Friday, April 11, 1986

Two excellent exhibitions

Chelmsford Then and Now 
and 
The World of Fred Spalding



The face of Chelmsford is changing faster than most.
Salutary, then, to take stock of two excellent exhibitions that chart some of the developments of the last hundred years.
At the Museum, until May 11, “Chelmsford Then and Now”, paintings by members of the Chelmsford Art Society, inspired by Bennett Bamford’s watercolours of a century ago.
Some locations are still recognizable – the Stone Bridge, caught nicely by Phil Kyffin, Springfield Wharf, atmospherically captured by Bob Vasey, whose Mildmay Almshouses [just down the road from the Museum in Oaklands Park] featured a prominent yellow van instead of Bamford’s distant pony trap.
New Street has altered more than most – who now remembers Eli Bacon’s store where the police station now stands ? - and Charlie Tait’s recent study is already out of date, the Snip’s weather-boards replaced by the new Crown Court. There was a lively collage of the Wheatsheaf, which happily still survives.
Although there was some beautiful work inspired by the obviously picturesque, I suspect that a hundred years hence the transient town centre will be of more interest, like Ann Snow’s view of soul-less Tindal Street, with ghostly motorbikes in the foreground.

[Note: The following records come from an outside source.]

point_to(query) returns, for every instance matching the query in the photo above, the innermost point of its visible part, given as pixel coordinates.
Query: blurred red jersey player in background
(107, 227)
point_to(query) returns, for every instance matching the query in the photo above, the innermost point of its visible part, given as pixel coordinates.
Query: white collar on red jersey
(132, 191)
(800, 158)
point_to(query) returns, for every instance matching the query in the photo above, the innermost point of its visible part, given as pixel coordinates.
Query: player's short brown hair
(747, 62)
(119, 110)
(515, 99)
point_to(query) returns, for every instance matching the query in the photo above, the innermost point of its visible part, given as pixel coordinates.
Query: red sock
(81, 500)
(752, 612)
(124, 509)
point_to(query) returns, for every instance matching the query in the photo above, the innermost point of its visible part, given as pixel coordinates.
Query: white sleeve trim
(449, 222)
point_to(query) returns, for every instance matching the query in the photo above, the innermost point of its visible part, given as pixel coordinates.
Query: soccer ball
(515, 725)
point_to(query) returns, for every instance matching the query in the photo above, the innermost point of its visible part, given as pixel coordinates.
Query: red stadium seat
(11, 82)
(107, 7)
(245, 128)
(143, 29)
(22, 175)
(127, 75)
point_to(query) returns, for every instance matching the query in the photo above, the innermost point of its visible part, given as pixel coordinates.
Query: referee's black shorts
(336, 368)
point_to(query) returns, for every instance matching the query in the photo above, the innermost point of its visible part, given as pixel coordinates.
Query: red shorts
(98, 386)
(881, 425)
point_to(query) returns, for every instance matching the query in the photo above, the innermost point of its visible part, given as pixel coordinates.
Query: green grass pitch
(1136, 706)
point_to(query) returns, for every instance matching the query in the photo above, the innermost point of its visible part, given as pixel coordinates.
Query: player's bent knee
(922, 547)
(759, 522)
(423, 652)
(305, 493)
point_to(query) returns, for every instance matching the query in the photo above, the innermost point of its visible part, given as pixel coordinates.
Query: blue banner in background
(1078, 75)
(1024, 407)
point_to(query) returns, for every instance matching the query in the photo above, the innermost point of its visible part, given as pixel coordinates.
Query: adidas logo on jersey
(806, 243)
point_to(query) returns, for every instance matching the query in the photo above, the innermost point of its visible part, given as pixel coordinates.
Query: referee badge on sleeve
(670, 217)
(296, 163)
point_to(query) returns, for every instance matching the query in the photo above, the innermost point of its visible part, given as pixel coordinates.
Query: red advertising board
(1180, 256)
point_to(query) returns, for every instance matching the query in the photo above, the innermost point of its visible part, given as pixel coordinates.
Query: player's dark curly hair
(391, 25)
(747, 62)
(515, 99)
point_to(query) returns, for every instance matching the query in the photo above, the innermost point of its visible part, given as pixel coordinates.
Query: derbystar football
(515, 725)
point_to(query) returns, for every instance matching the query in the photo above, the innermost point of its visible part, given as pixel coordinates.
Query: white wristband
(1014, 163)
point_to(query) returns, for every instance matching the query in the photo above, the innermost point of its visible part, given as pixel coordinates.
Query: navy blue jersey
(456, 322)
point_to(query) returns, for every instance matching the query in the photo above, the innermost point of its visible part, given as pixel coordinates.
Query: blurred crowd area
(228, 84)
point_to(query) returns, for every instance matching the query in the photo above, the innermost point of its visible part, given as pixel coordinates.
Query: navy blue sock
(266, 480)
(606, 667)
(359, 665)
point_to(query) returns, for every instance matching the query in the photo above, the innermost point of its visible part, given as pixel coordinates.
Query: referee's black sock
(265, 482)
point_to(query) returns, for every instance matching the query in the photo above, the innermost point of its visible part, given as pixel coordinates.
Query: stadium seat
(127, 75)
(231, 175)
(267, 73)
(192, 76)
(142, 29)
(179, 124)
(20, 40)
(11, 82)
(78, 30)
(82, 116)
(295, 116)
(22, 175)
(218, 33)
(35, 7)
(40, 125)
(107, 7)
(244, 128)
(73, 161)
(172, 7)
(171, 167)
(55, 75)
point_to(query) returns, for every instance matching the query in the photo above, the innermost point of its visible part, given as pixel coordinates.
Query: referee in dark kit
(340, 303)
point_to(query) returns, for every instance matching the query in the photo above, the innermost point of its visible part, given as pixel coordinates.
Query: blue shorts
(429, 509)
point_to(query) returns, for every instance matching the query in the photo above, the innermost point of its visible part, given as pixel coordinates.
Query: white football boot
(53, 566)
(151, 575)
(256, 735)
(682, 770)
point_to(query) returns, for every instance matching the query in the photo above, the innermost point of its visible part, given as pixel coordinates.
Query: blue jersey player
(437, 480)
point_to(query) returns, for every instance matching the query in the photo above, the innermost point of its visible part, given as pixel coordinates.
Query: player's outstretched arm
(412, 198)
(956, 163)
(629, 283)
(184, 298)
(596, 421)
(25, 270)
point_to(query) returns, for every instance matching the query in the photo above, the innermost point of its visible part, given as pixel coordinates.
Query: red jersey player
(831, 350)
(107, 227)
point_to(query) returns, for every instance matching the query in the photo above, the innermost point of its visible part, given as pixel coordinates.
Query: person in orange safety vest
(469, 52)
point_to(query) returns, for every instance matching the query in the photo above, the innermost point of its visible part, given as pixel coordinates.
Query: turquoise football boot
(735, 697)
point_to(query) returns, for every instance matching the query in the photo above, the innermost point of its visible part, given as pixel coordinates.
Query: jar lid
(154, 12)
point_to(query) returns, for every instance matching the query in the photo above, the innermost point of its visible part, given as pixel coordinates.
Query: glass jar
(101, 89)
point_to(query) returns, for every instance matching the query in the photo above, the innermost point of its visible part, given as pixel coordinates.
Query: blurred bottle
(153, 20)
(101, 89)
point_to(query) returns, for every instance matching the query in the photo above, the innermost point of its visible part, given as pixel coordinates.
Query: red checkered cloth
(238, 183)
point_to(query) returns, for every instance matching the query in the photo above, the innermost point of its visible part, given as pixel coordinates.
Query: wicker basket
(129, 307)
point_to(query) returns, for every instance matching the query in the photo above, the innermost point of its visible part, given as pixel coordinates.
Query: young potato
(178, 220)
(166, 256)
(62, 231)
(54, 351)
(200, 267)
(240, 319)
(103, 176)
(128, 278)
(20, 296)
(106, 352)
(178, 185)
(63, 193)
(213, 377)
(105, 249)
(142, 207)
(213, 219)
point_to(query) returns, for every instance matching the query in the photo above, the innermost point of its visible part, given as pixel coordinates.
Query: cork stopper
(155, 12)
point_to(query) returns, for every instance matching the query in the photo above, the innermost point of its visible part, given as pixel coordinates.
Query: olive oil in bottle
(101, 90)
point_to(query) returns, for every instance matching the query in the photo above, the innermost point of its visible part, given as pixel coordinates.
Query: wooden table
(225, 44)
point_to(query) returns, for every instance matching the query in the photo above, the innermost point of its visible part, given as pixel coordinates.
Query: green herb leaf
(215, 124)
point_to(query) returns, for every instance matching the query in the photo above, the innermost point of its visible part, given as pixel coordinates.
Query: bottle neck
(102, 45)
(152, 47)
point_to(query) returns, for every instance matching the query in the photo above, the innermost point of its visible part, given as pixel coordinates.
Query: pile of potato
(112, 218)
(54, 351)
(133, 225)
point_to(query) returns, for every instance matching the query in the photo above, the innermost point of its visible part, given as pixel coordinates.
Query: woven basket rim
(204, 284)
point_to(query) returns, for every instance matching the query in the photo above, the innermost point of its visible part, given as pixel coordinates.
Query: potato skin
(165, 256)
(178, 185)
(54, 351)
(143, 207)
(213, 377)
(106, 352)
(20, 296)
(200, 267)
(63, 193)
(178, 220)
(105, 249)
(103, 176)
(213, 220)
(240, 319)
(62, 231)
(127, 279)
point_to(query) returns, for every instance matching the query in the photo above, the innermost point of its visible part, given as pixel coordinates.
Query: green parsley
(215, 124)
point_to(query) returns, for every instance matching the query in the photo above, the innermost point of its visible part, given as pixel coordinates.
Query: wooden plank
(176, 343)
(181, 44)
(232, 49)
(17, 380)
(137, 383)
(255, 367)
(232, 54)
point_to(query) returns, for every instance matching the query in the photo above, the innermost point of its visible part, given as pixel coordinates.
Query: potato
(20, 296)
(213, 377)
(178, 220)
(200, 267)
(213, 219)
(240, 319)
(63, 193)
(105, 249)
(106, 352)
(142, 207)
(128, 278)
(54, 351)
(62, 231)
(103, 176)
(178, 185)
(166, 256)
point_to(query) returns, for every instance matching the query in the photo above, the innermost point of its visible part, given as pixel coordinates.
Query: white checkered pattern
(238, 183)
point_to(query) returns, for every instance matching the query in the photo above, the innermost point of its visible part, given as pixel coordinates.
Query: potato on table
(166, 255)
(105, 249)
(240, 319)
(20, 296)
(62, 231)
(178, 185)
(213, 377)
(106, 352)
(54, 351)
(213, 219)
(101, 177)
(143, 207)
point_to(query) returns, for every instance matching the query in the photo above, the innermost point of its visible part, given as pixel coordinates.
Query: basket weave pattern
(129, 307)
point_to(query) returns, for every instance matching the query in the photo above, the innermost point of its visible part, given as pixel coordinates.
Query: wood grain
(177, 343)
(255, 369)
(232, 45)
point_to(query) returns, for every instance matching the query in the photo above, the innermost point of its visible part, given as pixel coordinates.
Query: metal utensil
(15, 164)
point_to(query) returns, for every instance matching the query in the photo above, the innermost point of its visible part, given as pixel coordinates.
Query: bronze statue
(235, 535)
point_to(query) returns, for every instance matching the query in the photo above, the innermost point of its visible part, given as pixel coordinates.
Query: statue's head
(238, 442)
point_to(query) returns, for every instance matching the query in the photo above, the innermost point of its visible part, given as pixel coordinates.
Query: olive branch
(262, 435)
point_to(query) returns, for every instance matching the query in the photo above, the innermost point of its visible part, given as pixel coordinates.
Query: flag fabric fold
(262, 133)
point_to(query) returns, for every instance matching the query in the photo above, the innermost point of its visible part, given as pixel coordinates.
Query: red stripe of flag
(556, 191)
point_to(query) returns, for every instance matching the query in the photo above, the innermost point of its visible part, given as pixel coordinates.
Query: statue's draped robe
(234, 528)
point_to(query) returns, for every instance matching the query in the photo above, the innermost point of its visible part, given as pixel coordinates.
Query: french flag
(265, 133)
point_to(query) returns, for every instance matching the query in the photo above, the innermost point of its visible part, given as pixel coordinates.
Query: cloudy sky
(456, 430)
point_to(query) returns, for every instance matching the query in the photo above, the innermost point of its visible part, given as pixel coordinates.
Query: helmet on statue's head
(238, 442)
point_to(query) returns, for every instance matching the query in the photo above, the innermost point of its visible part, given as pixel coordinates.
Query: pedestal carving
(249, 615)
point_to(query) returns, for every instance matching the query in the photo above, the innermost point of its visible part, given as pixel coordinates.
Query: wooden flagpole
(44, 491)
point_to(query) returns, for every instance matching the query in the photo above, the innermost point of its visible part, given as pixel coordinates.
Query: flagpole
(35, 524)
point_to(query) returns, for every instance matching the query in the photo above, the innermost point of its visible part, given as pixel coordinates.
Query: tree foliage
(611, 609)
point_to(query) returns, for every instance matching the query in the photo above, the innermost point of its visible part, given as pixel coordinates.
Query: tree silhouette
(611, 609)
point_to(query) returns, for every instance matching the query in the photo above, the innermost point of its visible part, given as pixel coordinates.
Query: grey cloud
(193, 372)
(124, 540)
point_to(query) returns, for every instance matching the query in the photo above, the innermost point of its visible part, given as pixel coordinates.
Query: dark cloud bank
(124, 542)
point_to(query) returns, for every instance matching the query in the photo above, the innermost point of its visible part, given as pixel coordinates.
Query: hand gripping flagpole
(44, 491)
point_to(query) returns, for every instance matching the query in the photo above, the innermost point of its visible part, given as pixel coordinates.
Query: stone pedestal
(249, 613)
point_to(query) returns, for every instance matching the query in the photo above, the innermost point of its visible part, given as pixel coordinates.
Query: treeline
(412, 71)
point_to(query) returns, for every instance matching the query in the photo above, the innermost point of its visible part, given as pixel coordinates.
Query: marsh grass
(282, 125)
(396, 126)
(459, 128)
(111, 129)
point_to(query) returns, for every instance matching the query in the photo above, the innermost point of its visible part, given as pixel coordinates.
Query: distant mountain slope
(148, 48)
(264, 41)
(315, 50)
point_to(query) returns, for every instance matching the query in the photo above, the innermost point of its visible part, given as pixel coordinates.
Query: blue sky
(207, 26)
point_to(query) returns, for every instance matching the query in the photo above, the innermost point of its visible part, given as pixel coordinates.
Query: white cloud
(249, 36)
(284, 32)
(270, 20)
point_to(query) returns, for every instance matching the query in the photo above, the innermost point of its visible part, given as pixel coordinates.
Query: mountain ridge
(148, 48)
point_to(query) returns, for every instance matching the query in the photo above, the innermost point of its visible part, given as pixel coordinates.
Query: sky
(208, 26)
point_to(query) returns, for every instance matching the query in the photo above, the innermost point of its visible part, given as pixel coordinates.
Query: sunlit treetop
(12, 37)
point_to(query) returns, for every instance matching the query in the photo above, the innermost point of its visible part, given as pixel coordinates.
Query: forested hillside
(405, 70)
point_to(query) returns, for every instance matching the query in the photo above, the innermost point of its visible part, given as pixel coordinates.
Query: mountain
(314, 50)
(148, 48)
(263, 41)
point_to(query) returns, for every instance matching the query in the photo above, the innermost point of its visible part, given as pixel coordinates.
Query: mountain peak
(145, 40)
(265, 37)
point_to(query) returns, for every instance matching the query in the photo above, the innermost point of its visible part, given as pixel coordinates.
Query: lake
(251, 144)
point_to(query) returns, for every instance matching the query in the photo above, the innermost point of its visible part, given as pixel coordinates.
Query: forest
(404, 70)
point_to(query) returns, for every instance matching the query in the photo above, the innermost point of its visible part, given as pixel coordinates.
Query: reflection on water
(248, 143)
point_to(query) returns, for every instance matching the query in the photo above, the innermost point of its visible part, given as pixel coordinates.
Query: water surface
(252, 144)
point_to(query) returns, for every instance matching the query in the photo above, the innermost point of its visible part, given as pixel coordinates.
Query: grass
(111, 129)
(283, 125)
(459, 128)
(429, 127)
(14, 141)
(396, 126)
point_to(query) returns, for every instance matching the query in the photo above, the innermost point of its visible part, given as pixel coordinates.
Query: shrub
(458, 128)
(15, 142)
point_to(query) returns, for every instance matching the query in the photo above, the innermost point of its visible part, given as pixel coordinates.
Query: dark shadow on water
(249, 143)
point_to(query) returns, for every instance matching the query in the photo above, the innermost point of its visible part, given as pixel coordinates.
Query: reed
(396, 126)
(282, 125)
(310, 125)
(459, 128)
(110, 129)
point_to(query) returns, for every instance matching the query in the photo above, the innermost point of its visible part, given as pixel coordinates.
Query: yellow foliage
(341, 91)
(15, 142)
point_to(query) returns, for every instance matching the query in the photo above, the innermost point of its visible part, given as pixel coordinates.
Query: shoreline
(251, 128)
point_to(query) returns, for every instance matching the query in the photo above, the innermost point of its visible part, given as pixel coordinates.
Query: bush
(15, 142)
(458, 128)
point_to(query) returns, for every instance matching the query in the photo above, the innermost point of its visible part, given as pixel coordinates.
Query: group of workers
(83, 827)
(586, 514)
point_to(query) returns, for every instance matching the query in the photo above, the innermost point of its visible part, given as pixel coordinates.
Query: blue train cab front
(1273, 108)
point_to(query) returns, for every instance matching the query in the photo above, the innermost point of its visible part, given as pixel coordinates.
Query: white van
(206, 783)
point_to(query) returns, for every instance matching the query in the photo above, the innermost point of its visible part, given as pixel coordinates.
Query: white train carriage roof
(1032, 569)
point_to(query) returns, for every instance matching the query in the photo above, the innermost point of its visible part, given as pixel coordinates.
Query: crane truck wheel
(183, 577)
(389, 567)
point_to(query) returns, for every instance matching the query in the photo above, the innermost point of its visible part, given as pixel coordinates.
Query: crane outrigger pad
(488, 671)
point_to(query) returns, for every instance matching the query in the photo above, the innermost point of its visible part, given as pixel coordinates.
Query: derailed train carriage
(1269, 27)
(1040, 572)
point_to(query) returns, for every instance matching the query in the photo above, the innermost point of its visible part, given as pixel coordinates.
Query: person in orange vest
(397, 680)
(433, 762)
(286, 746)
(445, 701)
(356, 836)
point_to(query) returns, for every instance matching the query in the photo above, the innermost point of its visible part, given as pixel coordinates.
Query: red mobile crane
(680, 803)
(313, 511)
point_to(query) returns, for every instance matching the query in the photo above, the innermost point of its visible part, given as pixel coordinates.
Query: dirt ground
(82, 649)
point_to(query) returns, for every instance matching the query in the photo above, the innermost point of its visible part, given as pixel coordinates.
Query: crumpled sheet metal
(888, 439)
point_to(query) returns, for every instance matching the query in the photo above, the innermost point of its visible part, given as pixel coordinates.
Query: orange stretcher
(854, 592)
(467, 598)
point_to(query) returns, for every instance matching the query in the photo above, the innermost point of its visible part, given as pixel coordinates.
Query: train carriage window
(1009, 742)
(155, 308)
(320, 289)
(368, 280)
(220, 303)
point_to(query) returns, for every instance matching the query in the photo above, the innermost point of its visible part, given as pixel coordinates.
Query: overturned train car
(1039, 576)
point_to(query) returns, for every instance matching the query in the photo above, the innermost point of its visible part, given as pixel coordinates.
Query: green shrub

In the Cathedral until April 30, an equally intriguing glimpse into the world of Fred Spalding, alderman and photographer extraordinaire, whose studio can be seen in his 1860 study of Tindal Square. Hylands House stands “smart and self-confident” in the Edwardian sunshine, a charabanc leaves the Griffin in 1906, Marconi meets the Mayor in 1912, and the Cathedral interior looks very Victorian in 1905.
Both these exhibitions are free. Do try to see them; you cannot fail to be fascinated.

Friday, April 04, 1986

Agreeable evening down at the Mill



The Vanbrugh Quartet – The Mill at Roxwell

A uniquely agreeable evening at the Mill in Roxwell last week: the Vanbrugh Quartet playing to raise funds for the new Essex Chamber Orchestra.
Jim and Pat Smith have a lovely house, with the new “barn” attached – in fact a tiny concert hall, with a good acoustic and a view of the garden. It is a rare pleasure to hear chamber music in such an ideal setting.
Violinist Gregory Ellis – who played the Brahms concerto with the ESO last month – met Elizabeth Charleson [violin] and Simon Aspell [viola] when they were all studying at the Royal Academy. Cellist Christopher Marwood joined them last November.
They have just secured a two-year contract with RTE [the equivalent of the BBC in Eire], before they go off to Canada for an international competition. The tape they submitted to qualify included the three works that made up the substantial but well-balanced programme we heard at the Mill.
Mozart’s Quartet in C [K465], with its beautiful Andante Cantabile and exhilrating Allegro Molto finale, is often dubbed the Dissonance Quartet, since its opening sounded harsh to eighteenth-century ears. What would they have made of the Prokofiev which followed ? Rhythmically exciting, including references to many Russian Jewish themes.
To conclude, the Vanbrughs gave us a fresh, enthusiastic account of one of the peaks of the repertoire – Beethoven’s B flat Quartet opus 130.